The Earths own magnetic field helps to protect our planet from these extreme solar flares. But particularly violent ones could interrupt satellites that are in orbit, and even disrupt power grids.
Researchers already have a lot of data about what these solar flares look like when they reach Earth, but they tend to change a lot during their journey from the Sun to our home planet.
This is why studying the solar flares mid-journey provides scientists with more insight about them, and could lead to more accurate forecasts of space weather, according to Imperial College London (ICL).
Professor Tim Horbury, principal investigator for the magnetometer at ICL, said the instruments and close orbit allow scientists “to go in close to the Sun and see whats going on [on] its surface, and then see how that expands out into interplanetary space.”
In addition, the SolO has imagers aboard, which will be able to take photos of the Sun.
As might be expected, one of the biggest challenges that engineers face when developing solar probes is how to protect them from the intense heat that the Sun gives off, but also cope with the extreme cold of space.
The SolO orbiter has a heat shield to help with this, which is capable of coping with temperatures up to 500 degrees Celsius.
The magnetometer is only rated to operate at a maximum of 55 degrees, so it will need to be shielded from most of this. Conversely, it can handle minimum temperatures as low as -110 degrees.
And this is before other challenges such as radiation doses and heavy g-force loads are taken into consideration.
But as challenging as it is to build a solar probe, SolO is not the first one. NASAs Parker Solar Probe is probably the most well-known.

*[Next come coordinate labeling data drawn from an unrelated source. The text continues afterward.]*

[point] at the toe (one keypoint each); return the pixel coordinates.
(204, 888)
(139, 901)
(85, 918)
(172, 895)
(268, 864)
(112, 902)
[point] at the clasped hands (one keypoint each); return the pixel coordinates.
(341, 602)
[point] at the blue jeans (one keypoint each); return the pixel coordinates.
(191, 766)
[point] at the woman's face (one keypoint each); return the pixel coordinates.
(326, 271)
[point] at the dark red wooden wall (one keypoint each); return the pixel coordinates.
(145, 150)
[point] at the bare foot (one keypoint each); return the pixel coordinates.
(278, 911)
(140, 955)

It was launched in 2018, and its going to get a lot closer to the Sun than SolO will.
Eventually, the Parker Solar Probe will pass within just 4 million miles of the Suns surface, exposing it to heat and radiation that no other spacecraft has ever faced.
In contrast, Mercury – the closest planet to the Sun – orbits at a distance of 42.5 million miles on average.
At its closest approach, the Parker probe will be travelling at 430,000 miles per hour, and its solar shield will face temperatures of around 1,400 degrees Celsius.
This shield will have its work cut out for it, since the probes internal instruments have to be kept at near to room temperature.
Like SolO, the Parker probe will help scientists make predictions and forecast space-weather events that impact life on Earth.